Base on the test errors obtained through cross-validation and validation, the best subset selection and PCR models both achieved the lowest test error of 49.15767. These models outperformed both ridge regression and lasso regression models. Either model would make a reasonable choice; however, best subset selection is more interpretable. For this reason, I will move forward with the best subset model. In contrast, PCR makes interpretation a bit more challenging because it uses transformed components.

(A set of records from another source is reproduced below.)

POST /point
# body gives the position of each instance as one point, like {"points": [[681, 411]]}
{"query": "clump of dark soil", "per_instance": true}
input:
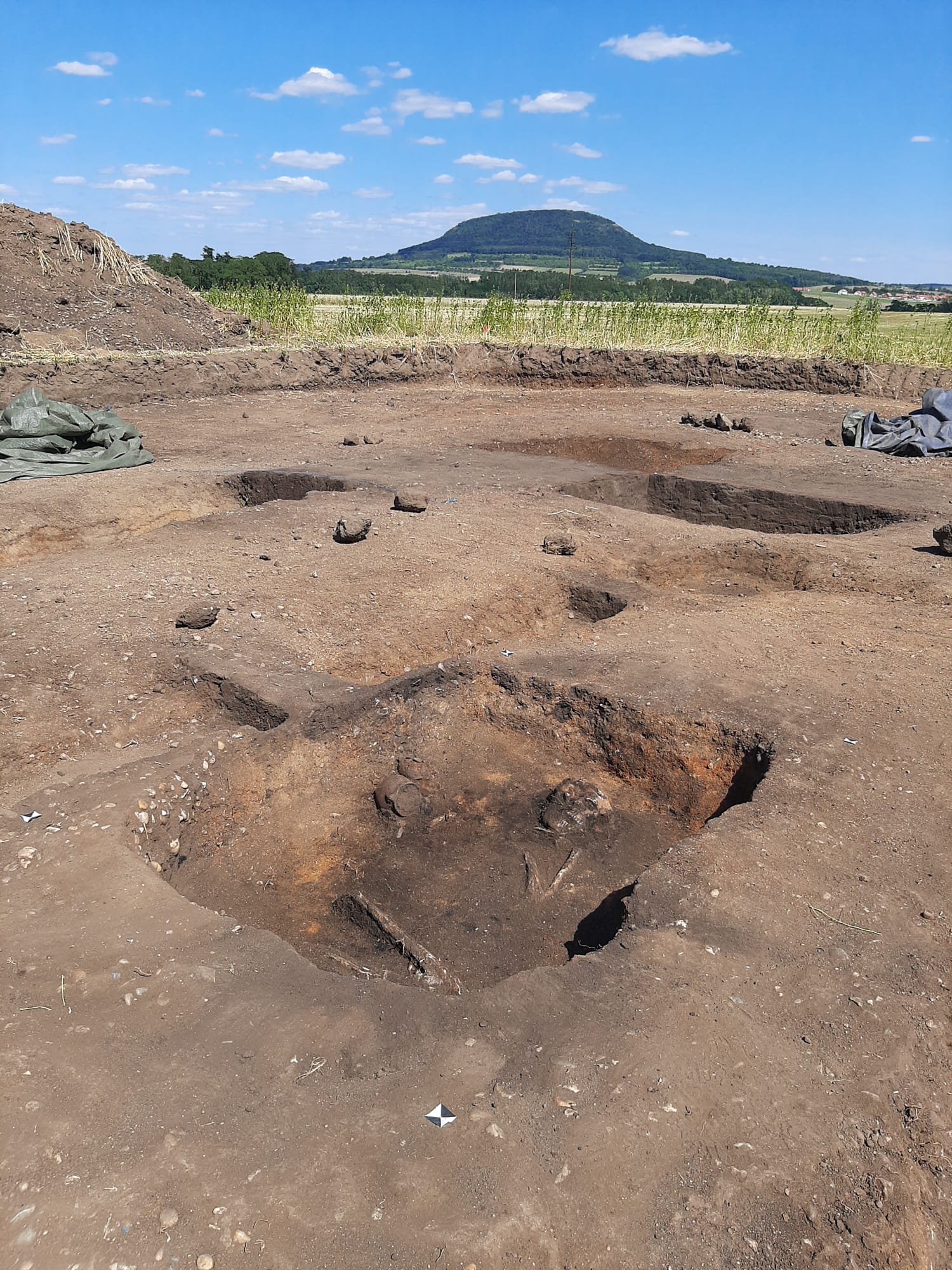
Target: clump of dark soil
{"points": [[630, 454], [67, 288]]}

(c) Does your chosen model involve all of the features in the data set? Why or why not?
My chosen model does not involve all of the features in the data set. As seen in the code for best subset selection, I used the which.min() function to identify the best number of components. The results revealed that 12 of the 13 variables would be sufficient. Excluding less relevent variables allows for a more interpretable model.